Torch trainer hangs until the torch DDP timeout (1800 sec) before throwing an error, if one of the worker fails. Code to reproduce the error:
import torch
import ray
from ray.train.torch import TorchTrainer
from ray.air.config import ScalingConfig
from ray.air import session
def train_fn(args):
if session.get_local_rank() > 0:
print("Waiting for main process to do something")
torch.distributed.barrier()
print("we are out")
else:
raise ValueError
torch.distributed.barrier()
ray.init()
use_gpu = True
trainer = TorchTrainer(
train_fn,
scaling_config=ScalingConfig(
num_workers=6, use_gpu=use_gpu)
)
results = trainer.fit()
The code will be stuck for 1800 seconds before throwing any error.

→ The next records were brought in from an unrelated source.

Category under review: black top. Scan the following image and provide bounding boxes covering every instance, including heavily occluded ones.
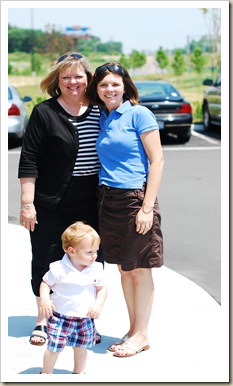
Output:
[18,98,100,208]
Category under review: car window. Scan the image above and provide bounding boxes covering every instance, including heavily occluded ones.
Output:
[137,84,165,96]
[136,84,180,97]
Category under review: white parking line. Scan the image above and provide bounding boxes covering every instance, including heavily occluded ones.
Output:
[192,130,219,145]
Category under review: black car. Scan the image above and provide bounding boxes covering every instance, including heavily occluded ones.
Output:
[202,75,221,130]
[134,81,192,142]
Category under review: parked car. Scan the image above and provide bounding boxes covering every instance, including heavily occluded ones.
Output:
[134,81,193,142]
[8,85,32,139]
[202,75,221,130]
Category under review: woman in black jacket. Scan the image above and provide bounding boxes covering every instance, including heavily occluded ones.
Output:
[18,53,100,345]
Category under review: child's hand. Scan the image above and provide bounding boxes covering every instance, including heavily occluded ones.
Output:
[40,300,55,318]
[87,303,102,319]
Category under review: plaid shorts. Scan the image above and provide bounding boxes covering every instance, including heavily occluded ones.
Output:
[48,311,96,352]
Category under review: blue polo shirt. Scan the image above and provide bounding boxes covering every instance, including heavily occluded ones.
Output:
[96,101,159,189]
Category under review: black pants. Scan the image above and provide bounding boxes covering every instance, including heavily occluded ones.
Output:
[30,176,103,296]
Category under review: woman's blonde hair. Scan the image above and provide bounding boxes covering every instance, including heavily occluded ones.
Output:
[61,221,100,252]
[40,52,92,97]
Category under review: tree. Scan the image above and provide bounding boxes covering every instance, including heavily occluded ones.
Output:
[129,50,146,69]
[190,47,206,74]
[119,54,130,70]
[155,47,169,70]
[202,8,221,72]
[171,49,186,75]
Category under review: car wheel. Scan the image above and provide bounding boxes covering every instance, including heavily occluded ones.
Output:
[177,131,191,143]
[203,104,211,130]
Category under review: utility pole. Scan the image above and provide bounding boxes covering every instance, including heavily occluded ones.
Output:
[31,8,35,76]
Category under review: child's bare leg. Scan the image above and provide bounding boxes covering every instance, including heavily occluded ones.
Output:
[73,347,87,374]
[42,350,59,374]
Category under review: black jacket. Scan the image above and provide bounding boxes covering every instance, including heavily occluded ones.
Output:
[18,98,98,208]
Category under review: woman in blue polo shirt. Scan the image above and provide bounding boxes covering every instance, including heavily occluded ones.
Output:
[88,62,163,357]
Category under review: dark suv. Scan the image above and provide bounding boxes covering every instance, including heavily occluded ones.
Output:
[202,75,221,130]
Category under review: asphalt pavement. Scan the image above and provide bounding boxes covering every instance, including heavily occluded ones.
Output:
[1,224,229,383]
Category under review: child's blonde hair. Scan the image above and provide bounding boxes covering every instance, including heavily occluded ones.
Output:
[61,221,100,252]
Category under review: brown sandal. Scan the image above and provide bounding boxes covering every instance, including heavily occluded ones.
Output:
[113,340,150,358]
[108,334,129,352]
[29,325,48,346]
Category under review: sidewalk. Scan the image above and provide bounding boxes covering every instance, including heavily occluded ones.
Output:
[1,224,229,383]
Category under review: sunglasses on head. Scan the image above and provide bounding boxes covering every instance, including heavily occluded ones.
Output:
[95,64,125,76]
[56,54,83,64]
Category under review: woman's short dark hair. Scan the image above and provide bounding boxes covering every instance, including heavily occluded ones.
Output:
[87,62,138,105]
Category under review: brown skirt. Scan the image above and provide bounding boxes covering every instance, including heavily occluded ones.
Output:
[98,185,163,271]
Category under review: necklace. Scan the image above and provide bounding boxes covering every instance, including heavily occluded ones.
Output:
[57,95,87,116]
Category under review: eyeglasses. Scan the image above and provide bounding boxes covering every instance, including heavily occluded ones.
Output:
[95,64,125,76]
[56,54,83,64]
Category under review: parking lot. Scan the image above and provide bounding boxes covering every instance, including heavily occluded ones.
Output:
[8,125,225,303]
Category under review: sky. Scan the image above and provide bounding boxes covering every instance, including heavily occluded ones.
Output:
[3,1,228,54]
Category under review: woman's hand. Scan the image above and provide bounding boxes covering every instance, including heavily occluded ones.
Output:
[135,208,153,235]
[20,204,37,232]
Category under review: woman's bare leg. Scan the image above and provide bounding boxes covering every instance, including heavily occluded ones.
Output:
[42,350,59,374]
[73,347,87,374]
[118,268,154,347]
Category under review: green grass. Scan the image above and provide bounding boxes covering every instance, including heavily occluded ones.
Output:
[8,53,217,123]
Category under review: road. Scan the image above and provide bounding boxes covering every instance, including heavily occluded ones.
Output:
[8,125,223,303]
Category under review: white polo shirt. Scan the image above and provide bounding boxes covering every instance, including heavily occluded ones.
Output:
[43,254,106,318]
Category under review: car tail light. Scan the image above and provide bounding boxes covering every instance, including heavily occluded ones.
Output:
[178,103,192,114]
[8,103,20,115]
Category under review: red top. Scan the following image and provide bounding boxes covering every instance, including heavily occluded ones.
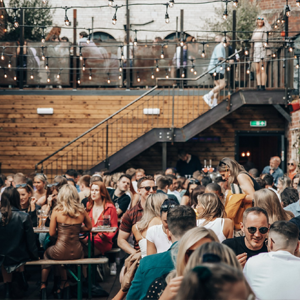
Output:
[89,203,118,244]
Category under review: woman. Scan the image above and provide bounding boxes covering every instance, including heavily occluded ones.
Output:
[288,159,298,180]
[175,263,251,300]
[253,189,292,225]
[0,187,39,299]
[86,181,118,255]
[16,183,41,227]
[146,227,219,300]
[196,193,234,243]
[132,193,168,258]
[218,157,261,203]
[33,173,48,206]
[292,174,300,189]
[277,176,292,195]
[41,184,92,299]
[251,16,271,90]
[181,179,200,206]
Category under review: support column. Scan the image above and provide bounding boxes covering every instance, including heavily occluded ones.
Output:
[162,142,167,171]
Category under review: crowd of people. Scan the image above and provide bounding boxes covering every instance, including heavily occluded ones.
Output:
[0,151,300,300]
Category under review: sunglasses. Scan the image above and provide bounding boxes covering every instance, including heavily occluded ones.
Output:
[247,227,269,234]
[140,185,157,192]
[16,183,27,189]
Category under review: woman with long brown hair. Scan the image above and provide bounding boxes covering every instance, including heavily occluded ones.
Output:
[86,181,118,255]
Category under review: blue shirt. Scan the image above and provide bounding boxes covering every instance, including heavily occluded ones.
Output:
[284,201,300,217]
[126,242,178,300]
[208,43,226,74]
[262,166,283,185]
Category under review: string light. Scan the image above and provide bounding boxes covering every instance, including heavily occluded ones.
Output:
[165,3,170,24]
[169,0,175,8]
[112,5,119,25]
[64,6,70,26]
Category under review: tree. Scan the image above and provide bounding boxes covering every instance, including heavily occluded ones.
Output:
[206,0,260,45]
[3,0,53,41]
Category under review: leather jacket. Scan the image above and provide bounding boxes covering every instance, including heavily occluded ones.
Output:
[0,207,39,273]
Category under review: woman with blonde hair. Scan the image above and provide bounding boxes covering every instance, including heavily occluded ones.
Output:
[218,157,261,203]
[253,189,292,225]
[147,227,219,300]
[41,184,92,299]
[33,173,48,206]
[251,16,272,90]
[132,193,168,258]
[277,176,292,195]
[196,193,234,243]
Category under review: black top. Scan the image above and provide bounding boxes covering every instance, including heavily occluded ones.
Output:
[108,189,131,217]
[289,216,300,240]
[176,155,202,176]
[222,236,268,260]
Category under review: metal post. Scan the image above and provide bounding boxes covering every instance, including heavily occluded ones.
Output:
[19,8,25,90]
[126,0,131,90]
[73,9,77,89]
[162,142,167,171]
[179,9,183,88]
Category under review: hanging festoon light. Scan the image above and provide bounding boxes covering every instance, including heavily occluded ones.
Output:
[64,6,70,26]
[133,30,137,46]
[112,5,119,25]
[14,8,19,28]
[165,3,170,24]
[223,0,228,20]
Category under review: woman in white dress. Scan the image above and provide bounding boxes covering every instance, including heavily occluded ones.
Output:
[251,16,271,90]
[196,193,233,243]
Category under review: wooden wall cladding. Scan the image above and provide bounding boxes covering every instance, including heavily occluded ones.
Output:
[0,95,137,174]
[117,105,285,174]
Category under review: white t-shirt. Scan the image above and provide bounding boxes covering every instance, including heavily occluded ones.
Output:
[146,225,172,253]
[244,250,300,300]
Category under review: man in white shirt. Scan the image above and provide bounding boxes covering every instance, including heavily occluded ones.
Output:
[244,221,300,300]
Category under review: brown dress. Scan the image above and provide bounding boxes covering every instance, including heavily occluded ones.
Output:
[44,223,84,260]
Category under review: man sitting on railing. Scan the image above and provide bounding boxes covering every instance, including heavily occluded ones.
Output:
[203,37,229,108]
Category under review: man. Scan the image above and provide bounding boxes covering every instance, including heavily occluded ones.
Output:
[263,174,281,201]
[108,174,131,218]
[126,205,196,300]
[262,156,283,186]
[223,207,269,267]
[203,37,229,108]
[146,199,179,255]
[176,149,202,177]
[118,176,157,254]
[131,169,146,193]
[78,175,91,202]
[165,168,176,176]
[166,175,181,203]
[156,176,180,204]
[244,221,300,300]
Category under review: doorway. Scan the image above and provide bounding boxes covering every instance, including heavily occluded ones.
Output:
[235,131,286,173]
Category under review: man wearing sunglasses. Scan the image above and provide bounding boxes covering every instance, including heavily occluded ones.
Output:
[118,176,157,254]
[223,207,269,267]
[244,221,300,300]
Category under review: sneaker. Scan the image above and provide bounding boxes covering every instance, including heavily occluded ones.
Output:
[110,263,117,276]
[203,94,211,106]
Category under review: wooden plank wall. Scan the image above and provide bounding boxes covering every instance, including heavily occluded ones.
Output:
[118,105,285,174]
[0,95,137,174]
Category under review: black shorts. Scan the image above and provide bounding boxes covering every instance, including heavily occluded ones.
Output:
[210,73,224,80]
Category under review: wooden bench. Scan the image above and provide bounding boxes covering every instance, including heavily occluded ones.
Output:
[26,257,108,300]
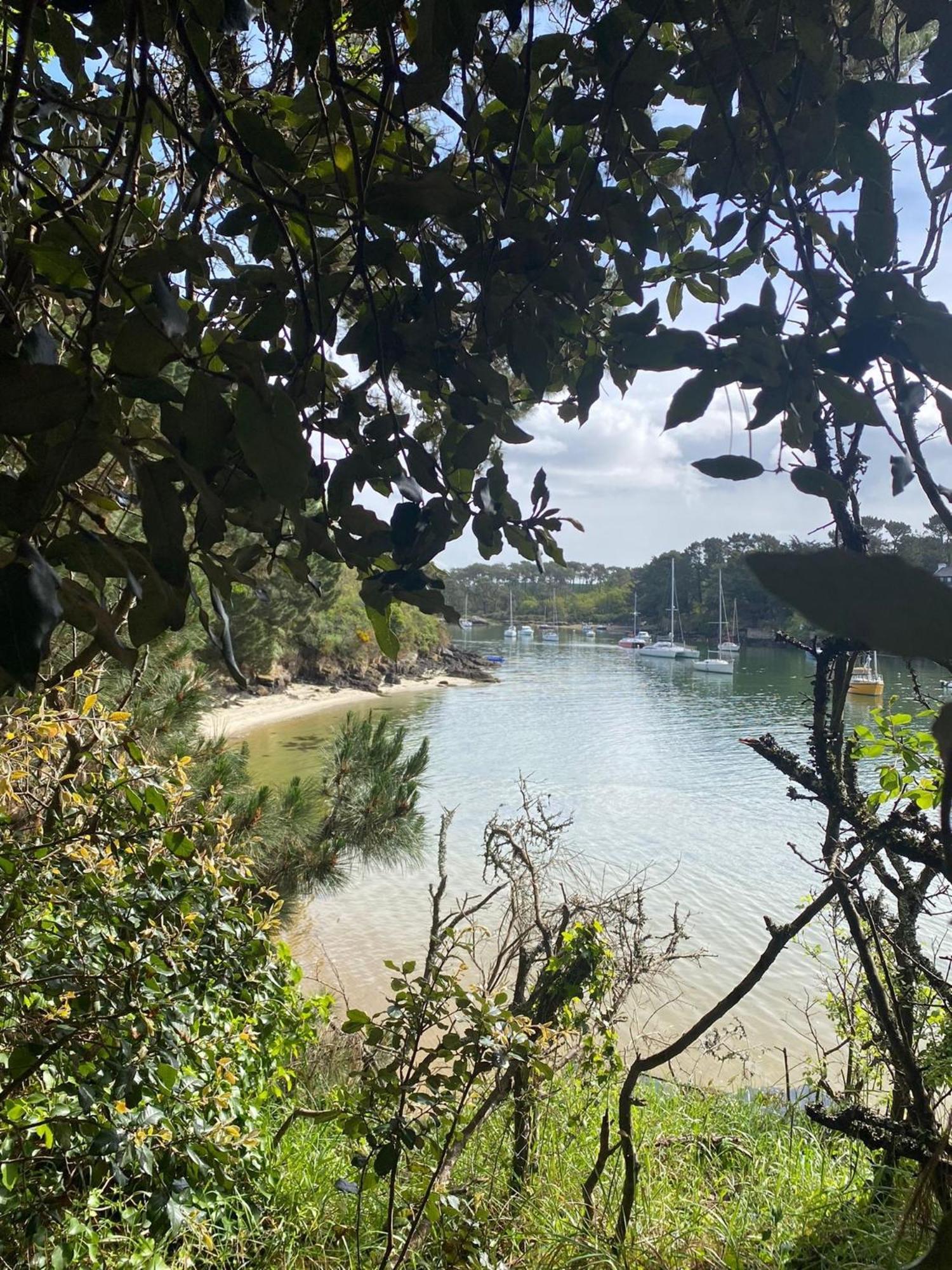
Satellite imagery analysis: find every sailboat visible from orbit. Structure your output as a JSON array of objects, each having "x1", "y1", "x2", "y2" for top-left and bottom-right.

Hi @saurabh3949, this is happening because each worker is executing its own training function thread, and the primary TorchTrainer aggregates the results/errors.
Could you share some more details about what your expected behavior is?
Thanks for you reply Matthew. I was hoping that the job fails as soon as one of the workers fails. This is the behavior that I get if I run the job with python -m torch.distributed.launch
Is there any way the primary TorchTrainer captures the error and surfaces it?
Oh hm my understanding was that torch.distributed.launch would also hang, but looking at torchrun docs I do see:
On failures or membership changes ALL surviving workers are killed immediately.
@saurabh3949 could you create a Github issue to request/track this change in functionality? Including the comparison script ran with torch distributed would be super helpful too!
I feel it has something to do with NCCL. If you comment out the line that wraps the model in DDP, the ray job immediately throws the error.
It gets stuck otherwise.